Telegraphing bright beads of sound, a night bird skimmed the sunset lawns to the looming statue and skewed around its monolithic base. The bird's piping doubled and then choked off as it veered frantically from Bill. After a while, far off through the park, it released a fading protest of song.

Above Bill, the towering statue of the great Alfred Morris blackened against the sunset. The hollowed granite eyes bore down on him out of an undecipherable dark ... the ancient, implacable face of the Medicorps. As if to pronounce a sentence on his present crimes by a magical disclosure of the weight of centuries, a pool of sulfurous light and leaf shadows danced on the painted plaque at the base of the statue.

On this spot in the Gregorian year 1996, Alfred Morris announced to an assembly of war survivors the hypothalamic block. His stirring words were, "This new drug selectively halts at the thalamic brain the upward flow of unconscious stimuli and the downward flow of unconscious motivations. It acts as a screen between the cerebrum and the psychosomatic discharge system. Using hypothalamic block, we will not act emotively, we will initiate acts only from the logical demands of situations."

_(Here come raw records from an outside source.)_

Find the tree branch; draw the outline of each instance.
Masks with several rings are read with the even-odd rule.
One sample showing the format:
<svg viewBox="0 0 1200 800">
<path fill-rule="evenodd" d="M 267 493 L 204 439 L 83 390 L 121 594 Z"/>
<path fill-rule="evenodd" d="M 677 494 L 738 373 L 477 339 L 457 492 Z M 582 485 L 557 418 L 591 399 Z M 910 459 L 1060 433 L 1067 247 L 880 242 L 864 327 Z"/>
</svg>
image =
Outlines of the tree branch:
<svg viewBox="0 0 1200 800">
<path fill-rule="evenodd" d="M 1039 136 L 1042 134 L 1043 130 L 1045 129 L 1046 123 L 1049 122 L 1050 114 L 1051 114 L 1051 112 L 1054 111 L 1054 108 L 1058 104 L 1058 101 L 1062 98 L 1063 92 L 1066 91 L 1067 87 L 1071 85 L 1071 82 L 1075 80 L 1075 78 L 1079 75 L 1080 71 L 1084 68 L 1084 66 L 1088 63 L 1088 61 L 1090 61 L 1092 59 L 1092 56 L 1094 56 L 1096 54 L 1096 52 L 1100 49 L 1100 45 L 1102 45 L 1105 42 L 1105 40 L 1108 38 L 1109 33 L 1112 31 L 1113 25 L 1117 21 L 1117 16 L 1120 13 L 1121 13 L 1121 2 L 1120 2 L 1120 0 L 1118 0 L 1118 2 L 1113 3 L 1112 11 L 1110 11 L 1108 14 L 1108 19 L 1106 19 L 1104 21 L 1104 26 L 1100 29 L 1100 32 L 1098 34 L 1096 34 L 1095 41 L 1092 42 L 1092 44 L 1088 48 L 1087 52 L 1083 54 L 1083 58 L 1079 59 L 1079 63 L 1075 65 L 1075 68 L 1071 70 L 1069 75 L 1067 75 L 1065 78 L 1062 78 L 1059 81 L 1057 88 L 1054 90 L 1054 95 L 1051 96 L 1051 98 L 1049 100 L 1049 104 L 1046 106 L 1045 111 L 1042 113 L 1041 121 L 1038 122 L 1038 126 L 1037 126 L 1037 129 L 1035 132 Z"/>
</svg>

This announcement and the subsequent wholehearted action of the war-weary people made the taking of hypothalamic block obligatory. This put an end to the powerful play of unconscious mind in the public and private affairs of the ancient world. It ended the great paranoid wars and saved mankind.

In the strange evening light, the letters seemed alive, a centuries-old condemnation of any who might try to go back to the ancient pre-pharmacy days. Of course, it was not really possible to go back. Without drugs, everybody and all society would fall apart.

The ancients had first learned to keep endocrine deviates such as the diabetic alive with drugs. Later they learned with other drugs to "cure" the far more prevalent disease, schizophrenia, that was jamming their hospitals. The big change came when the ancients used these same drugs on everyone to control the private and public irrationality of their time and stop the wars.

In this new, drugged world, the schizophrene thrived better than any, and the world became patterned on him. But, just as the diabetic was still diabetic, the schizophrene was still himself, plus the drugs. Meanwhile, everyone had forgotten what it was the drugs did to you—that the emotions experienced were blurred emotions, that insight was at an isolated level of rationality because the drugs kept true feelings from ever emerging.

How inconceivable it would be to Helen and the other people of his world to live on as little drug as possible ... to experience the conflicting emotions, the interplay of passion and logic that almost tore you apart! Sober, the ancients called it, and they lived that way most of the time, with only the occasional crude and clublike effects of alcohol or narcotics to relieve their chronic anxiety.

By taking as little hypothalamic block as possible, he and Clara were able to desire their fantastic attachment, to delight in an absolutely illogical situation unheard of in their society. But the society would judge their refusal to take hypothalamic block in only one sense. The weight of this judgment stood before him in the smoldering words, "It ended the great paranoid wars and saved mankind."

When Clara did appear, she was searching myopically in the wrong vicinity of the statue. He did not call to her at once, letting the sight of her smooth out the tensions in him, convert all the conflicts into this one intense longing to be with her.

Her halting search for him was deeply touching, like that of a tragic little puppet in a darkening dumbshow. He saw suddenly how like puppets the two of them were. They were moved by the strengthening wires of a new life of feeling to batter clumsily at an implacable stage setting that would finally leave them as bits of wood and paper.

Then suddenly in his arms Clara was at the same time hungrily moving and tense with fear of discovery. Little sounds of love and fear choked each other in her throat.